# I am confused with this selling of stocks?(read below)?

If I buy a stock for 1 dollar and invest 500 dollars. The stock goes to 2 dollars. I should have 1000 dollars worth of stock. But let’s say I sell some of the position. I sell the stock at 2 dollars, worth 800 dollars of stock. I should have 200 dollars worth of stocks left. So does that mean it’s 200 dollars worth of stock bought at the 1 dollar level. You see what I mean. Am confused????

So is that 200 dollars worth of stock at 1 dollar. Or is that 200 dollars worth of stock at 2 dollars. What I mean is if the stock drops below 2 dollars, is my 200 dollars worth in the negative or am I ok until it drops below a dollar, you see what I mean here???

### 3 Answers

- StephenWeinsteinLv 71 month ago
When invest $500 at $1/share, you get 500 shares.

When it goes up to $2/share, you still have 500 shares, which are, yes, worth $1000.

You sell $800 of stock, at $2/share, that's 400 shares. So know you have 100 shares left, worth $200.

You also have $800, but you have to pay tax. You sold 400 shares and you made a profit of $1 on each of those shares, so your profit was $400 (you spent $100 buying shares you still own, and $400 buying shares you sold for $800, so the profit on the shares you sold was $400). So now you pay capital gains tax on the $800. That leaves you with 400 shares and some money, but less than $800.

- A HunchLv 71 month ago
You buy 500 shares of stock at $1 a piece. Your cost basis is $1.

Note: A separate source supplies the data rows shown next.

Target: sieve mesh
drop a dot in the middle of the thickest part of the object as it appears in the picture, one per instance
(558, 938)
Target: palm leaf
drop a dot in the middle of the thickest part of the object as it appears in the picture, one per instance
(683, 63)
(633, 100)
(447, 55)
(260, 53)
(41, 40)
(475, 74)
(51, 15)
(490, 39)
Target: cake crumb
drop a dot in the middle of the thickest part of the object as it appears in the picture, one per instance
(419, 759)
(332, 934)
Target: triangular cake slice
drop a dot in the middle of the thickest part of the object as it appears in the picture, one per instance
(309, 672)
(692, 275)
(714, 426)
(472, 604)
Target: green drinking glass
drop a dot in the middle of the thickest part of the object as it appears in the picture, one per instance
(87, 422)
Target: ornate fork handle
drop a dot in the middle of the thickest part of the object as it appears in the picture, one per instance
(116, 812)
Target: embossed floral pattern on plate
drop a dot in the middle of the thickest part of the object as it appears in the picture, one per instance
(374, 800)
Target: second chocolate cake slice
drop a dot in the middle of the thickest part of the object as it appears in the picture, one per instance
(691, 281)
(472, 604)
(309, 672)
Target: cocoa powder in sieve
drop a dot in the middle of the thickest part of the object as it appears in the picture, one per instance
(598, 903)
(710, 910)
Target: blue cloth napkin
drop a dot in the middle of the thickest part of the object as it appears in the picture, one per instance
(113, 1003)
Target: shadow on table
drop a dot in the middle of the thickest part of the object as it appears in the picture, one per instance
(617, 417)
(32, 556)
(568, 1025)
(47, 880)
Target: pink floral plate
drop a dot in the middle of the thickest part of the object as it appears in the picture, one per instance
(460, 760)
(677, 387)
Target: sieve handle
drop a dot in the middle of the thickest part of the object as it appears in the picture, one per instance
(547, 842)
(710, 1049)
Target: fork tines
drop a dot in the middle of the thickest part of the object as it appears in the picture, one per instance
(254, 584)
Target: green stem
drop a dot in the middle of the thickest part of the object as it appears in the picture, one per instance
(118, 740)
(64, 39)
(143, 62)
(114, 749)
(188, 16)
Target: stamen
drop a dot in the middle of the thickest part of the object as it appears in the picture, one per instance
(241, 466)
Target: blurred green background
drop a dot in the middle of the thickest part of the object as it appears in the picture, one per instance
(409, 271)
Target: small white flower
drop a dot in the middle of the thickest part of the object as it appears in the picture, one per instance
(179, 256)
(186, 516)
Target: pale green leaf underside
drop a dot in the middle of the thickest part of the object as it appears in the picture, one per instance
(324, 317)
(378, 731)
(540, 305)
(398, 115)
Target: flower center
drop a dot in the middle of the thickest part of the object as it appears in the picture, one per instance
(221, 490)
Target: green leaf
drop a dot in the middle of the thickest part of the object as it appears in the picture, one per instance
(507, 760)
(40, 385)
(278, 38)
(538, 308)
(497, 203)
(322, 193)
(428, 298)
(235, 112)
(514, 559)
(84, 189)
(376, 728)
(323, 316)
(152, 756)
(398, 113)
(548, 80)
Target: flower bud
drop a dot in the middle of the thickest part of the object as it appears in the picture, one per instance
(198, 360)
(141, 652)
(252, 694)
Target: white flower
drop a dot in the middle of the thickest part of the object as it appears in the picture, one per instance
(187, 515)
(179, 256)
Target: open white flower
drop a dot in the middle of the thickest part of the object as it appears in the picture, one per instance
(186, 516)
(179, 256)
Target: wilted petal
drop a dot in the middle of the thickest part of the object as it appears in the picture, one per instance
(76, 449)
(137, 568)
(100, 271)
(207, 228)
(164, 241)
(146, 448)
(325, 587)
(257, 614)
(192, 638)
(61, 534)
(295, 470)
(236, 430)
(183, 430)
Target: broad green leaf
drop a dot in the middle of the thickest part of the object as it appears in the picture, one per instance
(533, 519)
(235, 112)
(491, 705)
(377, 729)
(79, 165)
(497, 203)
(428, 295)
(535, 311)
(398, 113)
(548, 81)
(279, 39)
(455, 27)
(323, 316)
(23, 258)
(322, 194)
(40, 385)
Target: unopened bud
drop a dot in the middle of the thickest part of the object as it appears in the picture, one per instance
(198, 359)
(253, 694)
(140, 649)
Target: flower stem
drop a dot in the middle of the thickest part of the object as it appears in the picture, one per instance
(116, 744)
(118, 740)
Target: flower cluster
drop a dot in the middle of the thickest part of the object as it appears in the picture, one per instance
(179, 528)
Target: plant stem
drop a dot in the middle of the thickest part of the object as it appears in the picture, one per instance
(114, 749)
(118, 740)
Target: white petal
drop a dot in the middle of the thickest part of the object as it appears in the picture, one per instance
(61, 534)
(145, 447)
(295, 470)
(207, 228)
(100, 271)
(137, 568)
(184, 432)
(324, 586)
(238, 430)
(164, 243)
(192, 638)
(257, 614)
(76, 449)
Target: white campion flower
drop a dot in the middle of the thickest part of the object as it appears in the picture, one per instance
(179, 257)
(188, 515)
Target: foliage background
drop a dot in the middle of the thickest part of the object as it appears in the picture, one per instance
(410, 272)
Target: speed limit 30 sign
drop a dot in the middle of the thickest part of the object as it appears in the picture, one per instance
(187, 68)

You sell 400 shares of stock at $2 a piece = $800. $400 is your original cost and $400 is profit.

You aren't in the negative, because you still own 100 shares of stock that are now worth $200 but you bought at $100.

For you to be in the negative, the shares have to go much lower than $1 because you have already gotten $1 profit from your dollar cost averaging.